`fave-extract` Outputs

The subcommands of fave-extract generate multiple output files by default (this can be customized). Each one will be named after the original file with a suffix. Below, each type of output file is described, followed by descriptions of the data columns in the csv files (in alphabetical order).

File Types

`*_points.csv`

Points files contain 1 row per vowel analyzed, with a single point measurement taken according to the measurement point heuristic used.

`*_tracks.csv`

Tracks files contain 1 row per measurement point per vowel analyzed. By default, there will be one measurement point every 2ms, so a 100ms vowel will have 50 rows in the data. `*_tracks.csv* files can get very large!

For analyzing the tracks data, the combination of the file_name column and the id will uniquely identify each individual token.

`_param.csv` and `_logparam.csv`

These files contain the Discrete Cosine Transform coefficients for each analyzed vowel. *_param.csv contains the coefficients when the DCT is applied to the formants in Hz, and *_logparam.csv contains the coefficients when the DCT is applied to the log-transformed formants.

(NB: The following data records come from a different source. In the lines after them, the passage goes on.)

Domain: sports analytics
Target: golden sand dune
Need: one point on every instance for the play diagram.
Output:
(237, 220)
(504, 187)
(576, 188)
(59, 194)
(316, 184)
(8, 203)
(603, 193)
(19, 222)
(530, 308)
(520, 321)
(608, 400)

The DCT coefficients can be directly normalized (R package). This can be useful for

`*_recoded.TextGrid`

The *_recoded.TextGrid will be a copy of the original textgrid passed to new-fave to which the recode rules have been applied.

Data Columns

The data columns are described in this searchable table, and in text below.

Alphabetic List

abs_fol_seg

Stands for ‘absolute following segment’. The segment following the measured vowel, regardless of word boundary.

abs_pre_seg

Stands for ‘absolute preceding segment’. The segment preceding the measured vowel, regardless of word boundary.

B1, B2, B3

The bandwidths of F1, F2, and F3.

context

The broad location of the measured vowel within the word.

dur

The duration of the measured vowel.

F1, F3, F3

In points and tracks files, the estimated formant values. In param and logparam files, DCT coefficients for each formant.

F1_s, F2_s, F3_s

These only appear in tracks files. The DCT smoothed formant tracks

file_name

The file stem of the analyzed file

fol_seg

The segment following the measured vowel. If the vowel is at the end of the word, this is ‘#’

fol_word

The word following the word that the measured vowel appears in.

group

The name of the word+phone tier group in the original textgrid. If tiers were just named ‘word’ and ‘phone’, this will be ‘group_0’. Otherwise, this will probably be the speaker’s name.

id

A unique id for the measured vowel that is shared across all file outputs. The numbers correspond to [the index of the tier group]-[the index of the word tier]-[the index of the word within the tier]-[the index of the vowel within the word].

label

The label of the measured vowel.

max_formant

The maximum formant setting used for this vowel

optimized

The number of optimization iterations that ran.

param

This only appears in param and logparam files. It identifies which DCT coefficient this row corresponds to.

point_heuristic

This only appears in points files. Identifies the measurement point heuristic used.

pre_seg

The segment preceding the measured vowel. If the vowel is at the beginning edge of the word, this is ‘#’.

pre_word

The word preceding the word that the measured vowel appears in.

prop_time

Time measured proportionally to the duration of the vowel. The very beginning of the vowel is time 0, and the very end is time 1.

rel_time

Time relative to the start of the vowel, in seconds. The very beginning of the vowel is time 0.

smooth_error

Ameasure of of the mismatch between the formant track smooths and the raw formant track estimates. A larger value corresponds to a larger mismatch.

speaker_num

The speaker index in the textgrid (beginning at 1)

stress

If present, the stress of the measured vowel

time

The time within the full recording, in seconds. The beginning of the recording is 0

word

The word that the measured vowel appeared in.